Integrated Gnome calendar alternative

Hi,
I’m a bit surprised nobody else is missing the option to manage invitees in the Gnome calendar application. I guess it’s not much used professionally maybe.
Anyway, I already started a topic on this.

I’m still using Betterbird, but it would be nice to have a solution that’s more integrated in the Gnome-system. So a calendar that’s connected to the menu-bar calendar.

Is there such an alternative? I mean besides Evolution (I don’t like the work-flow of Evolution, it feels clumsy to me).

I’m afraid there is no third GNOME’ish calendar application that I am aware of

I’m a bit surprised nobody else is missing the option to manage invitees in the Gnome calendar application. I guess it’s not much used professionally maybe.

Not “nobody else”: almost all of us are missing that, but we know that the email+calendaring+addressbooks trio is one of the toughest problems to solve in desktop productivity apps.

I’m using it in a professional setting, but I use Evolution for emails, so my invitations go through that anyway. Those who use other email clients do not have such a workaround.
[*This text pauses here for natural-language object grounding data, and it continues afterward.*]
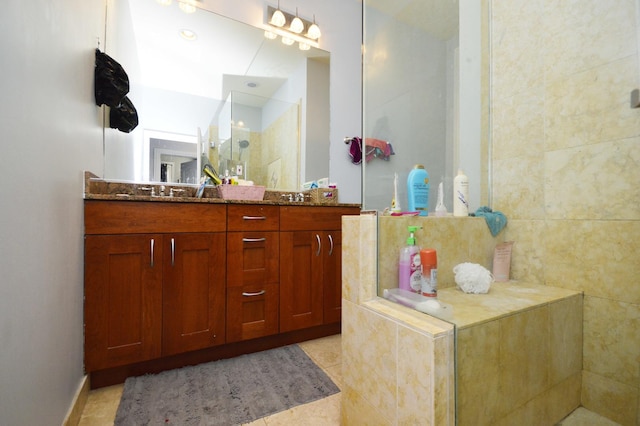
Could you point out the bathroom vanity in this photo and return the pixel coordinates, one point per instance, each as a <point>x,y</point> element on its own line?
<point>171,281</point>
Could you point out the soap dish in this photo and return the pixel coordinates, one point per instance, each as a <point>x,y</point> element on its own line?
<point>241,192</point>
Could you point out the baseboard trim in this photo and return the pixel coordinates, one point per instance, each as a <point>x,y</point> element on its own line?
<point>79,401</point>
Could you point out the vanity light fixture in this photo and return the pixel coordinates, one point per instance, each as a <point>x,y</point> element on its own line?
<point>297,26</point>
<point>277,18</point>
<point>291,28</point>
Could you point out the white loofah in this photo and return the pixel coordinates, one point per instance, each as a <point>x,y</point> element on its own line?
<point>472,278</point>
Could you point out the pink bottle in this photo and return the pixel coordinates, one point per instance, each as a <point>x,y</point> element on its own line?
<point>409,271</point>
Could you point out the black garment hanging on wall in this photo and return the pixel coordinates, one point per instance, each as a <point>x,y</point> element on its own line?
<point>111,87</point>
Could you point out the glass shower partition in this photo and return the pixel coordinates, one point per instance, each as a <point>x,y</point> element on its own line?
<point>425,101</point>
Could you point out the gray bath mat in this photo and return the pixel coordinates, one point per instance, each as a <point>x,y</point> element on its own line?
<point>226,392</point>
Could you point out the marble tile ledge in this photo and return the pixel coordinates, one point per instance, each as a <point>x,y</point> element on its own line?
<point>467,310</point>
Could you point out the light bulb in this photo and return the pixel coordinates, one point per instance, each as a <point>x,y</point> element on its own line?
<point>314,32</point>
<point>278,19</point>
<point>186,7</point>
<point>296,25</point>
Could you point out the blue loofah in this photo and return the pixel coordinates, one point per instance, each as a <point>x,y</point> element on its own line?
<point>495,220</point>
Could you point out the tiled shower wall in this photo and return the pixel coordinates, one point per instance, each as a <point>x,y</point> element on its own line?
<point>566,172</point>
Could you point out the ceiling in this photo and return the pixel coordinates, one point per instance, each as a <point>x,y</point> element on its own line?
<point>226,55</point>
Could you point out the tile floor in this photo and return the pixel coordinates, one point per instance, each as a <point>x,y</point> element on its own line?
<point>102,404</point>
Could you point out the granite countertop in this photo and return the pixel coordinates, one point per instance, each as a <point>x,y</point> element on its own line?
<point>96,188</point>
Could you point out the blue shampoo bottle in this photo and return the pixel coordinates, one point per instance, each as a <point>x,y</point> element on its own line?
<point>418,190</point>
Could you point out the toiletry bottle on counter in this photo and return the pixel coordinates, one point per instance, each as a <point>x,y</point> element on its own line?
<point>461,195</point>
<point>409,273</point>
<point>429,265</point>
<point>418,190</point>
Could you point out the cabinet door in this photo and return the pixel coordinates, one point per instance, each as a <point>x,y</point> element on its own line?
<point>332,276</point>
<point>301,263</point>
<point>193,292</point>
<point>123,299</point>
<point>252,311</point>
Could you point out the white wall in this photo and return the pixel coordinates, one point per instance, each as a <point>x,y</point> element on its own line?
<point>51,132</point>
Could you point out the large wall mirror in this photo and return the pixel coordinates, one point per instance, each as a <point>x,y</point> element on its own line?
<point>208,88</point>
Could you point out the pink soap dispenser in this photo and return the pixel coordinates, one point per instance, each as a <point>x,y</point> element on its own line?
<point>409,271</point>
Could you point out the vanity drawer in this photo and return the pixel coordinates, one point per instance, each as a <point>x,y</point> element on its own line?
<point>252,258</point>
<point>252,217</point>
<point>136,217</point>
<point>312,218</point>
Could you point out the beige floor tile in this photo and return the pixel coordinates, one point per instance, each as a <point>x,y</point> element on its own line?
<point>583,417</point>
<point>101,406</point>
<point>326,351</point>
<point>324,412</point>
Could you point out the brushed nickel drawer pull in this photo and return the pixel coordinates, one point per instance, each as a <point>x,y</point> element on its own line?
<point>319,245</point>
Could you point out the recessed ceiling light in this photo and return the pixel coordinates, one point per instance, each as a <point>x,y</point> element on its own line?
<point>187,7</point>
<point>188,34</point>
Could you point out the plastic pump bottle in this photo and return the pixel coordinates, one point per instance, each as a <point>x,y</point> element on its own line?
<point>461,195</point>
<point>409,270</point>
<point>418,190</point>
<point>429,265</point>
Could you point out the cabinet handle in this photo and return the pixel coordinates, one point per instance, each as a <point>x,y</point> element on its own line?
<point>319,245</point>
<point>331,245</point>
<point>173,251</point>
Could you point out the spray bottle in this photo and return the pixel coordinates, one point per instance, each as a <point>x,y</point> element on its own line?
<point>429,268</point>
<point>409,271</point>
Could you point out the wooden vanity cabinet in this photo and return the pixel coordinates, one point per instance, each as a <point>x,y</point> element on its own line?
<point>310,265</point>
<point>123,299</point>
<point>169,284</point>
<point>154,280</point>
<point>252,271</point>
<point>193,292</point>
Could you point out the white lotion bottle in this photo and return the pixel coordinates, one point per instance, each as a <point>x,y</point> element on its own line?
<point>461,195</point>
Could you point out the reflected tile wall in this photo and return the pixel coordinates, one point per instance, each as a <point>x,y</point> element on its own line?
<point>565,172</point>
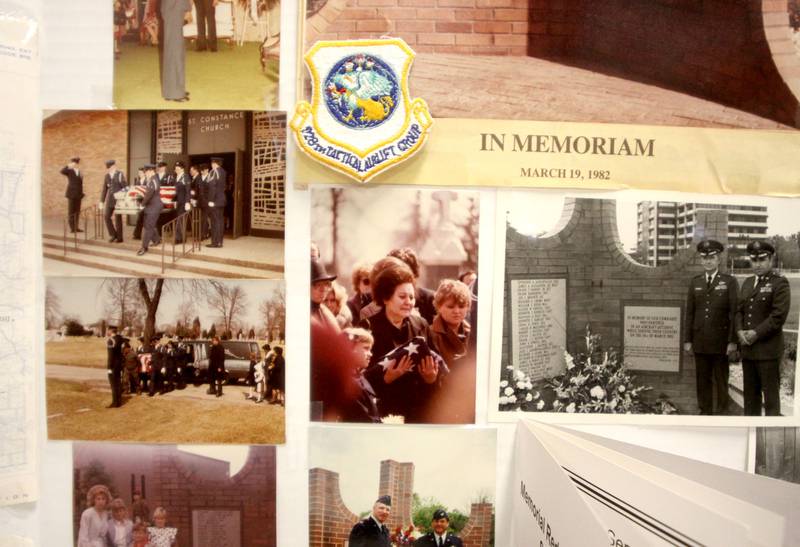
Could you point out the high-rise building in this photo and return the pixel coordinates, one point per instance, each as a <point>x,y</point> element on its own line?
<point>666,227</point>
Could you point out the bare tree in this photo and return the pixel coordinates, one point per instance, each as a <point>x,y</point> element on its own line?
<point>52,308</point>
<point>150,291</point>
<point>229,301</point>
<point>122,302</point>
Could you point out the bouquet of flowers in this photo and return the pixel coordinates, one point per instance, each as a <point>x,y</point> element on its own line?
<point>594,381</point>
<point>402,537</point>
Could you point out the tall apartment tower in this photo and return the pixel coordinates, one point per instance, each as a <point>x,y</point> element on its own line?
<point>666,227</point>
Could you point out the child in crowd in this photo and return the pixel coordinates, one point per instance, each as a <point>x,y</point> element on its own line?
<point>161,535</point>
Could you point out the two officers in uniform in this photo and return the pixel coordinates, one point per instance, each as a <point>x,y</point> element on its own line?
<point>373,532</point>
<point>721,319</point>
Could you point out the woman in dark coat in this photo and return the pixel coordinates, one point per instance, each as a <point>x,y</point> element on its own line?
<point>403,387</point>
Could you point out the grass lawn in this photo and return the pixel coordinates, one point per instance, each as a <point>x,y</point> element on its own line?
<point>157,419</point>
<point>231,78</point>
<point>79,351</point>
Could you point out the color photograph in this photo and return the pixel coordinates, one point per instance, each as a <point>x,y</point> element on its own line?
<point>173,496</point>
<point>719,63</point>
<point>196,53</point>
<point>370,487</point>
<point>645,303</point>
<point>393,305</point>
<point>197,194</point>
<point>155,360</point>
Is there such an alternative? I mean besides Evolution

The “alternative” is to implement it in GNOME Calendar and whatever may become the alternative email client for GNOME (if Geary is not it). Inventing a third EDS-compatible calendaring app instead of finishing the existing one would be foolish.

See this comment on your other thread for the explanation and links to the relevant tickets.

Thanks for your feedback @andre and @jfft.

I didn’t now this:

I’m trying Evolution again and I realise that the feeling it is clumsy, is just me getting used to new software. After a few days, it feels less so.
I removed the default Gnome calendar, and now clicking in the menubar calendar opens Evolution. Which is a bit more convenient.

I’m trying Evolution again and I realise that the feeling it is clumsy, is just me getting used to new software. After a few days, it feels less so.

It’s good that you are warming up to Evolution :slight_smile:

I removed the default Gnome calendar, and now clicking in the menubar calendar opens Evolution. Which is a bit more convenient.

Even if you have both applications installed, you can use the GNOME Settings application to specify which one is the default that gets called by other apps, including “clicking in the menubar”:

Ah, yes.
Anyway, I have no use for a second calendar if Evolution works.
I marked your answer as solution, because that was indeed what I didn’t realise.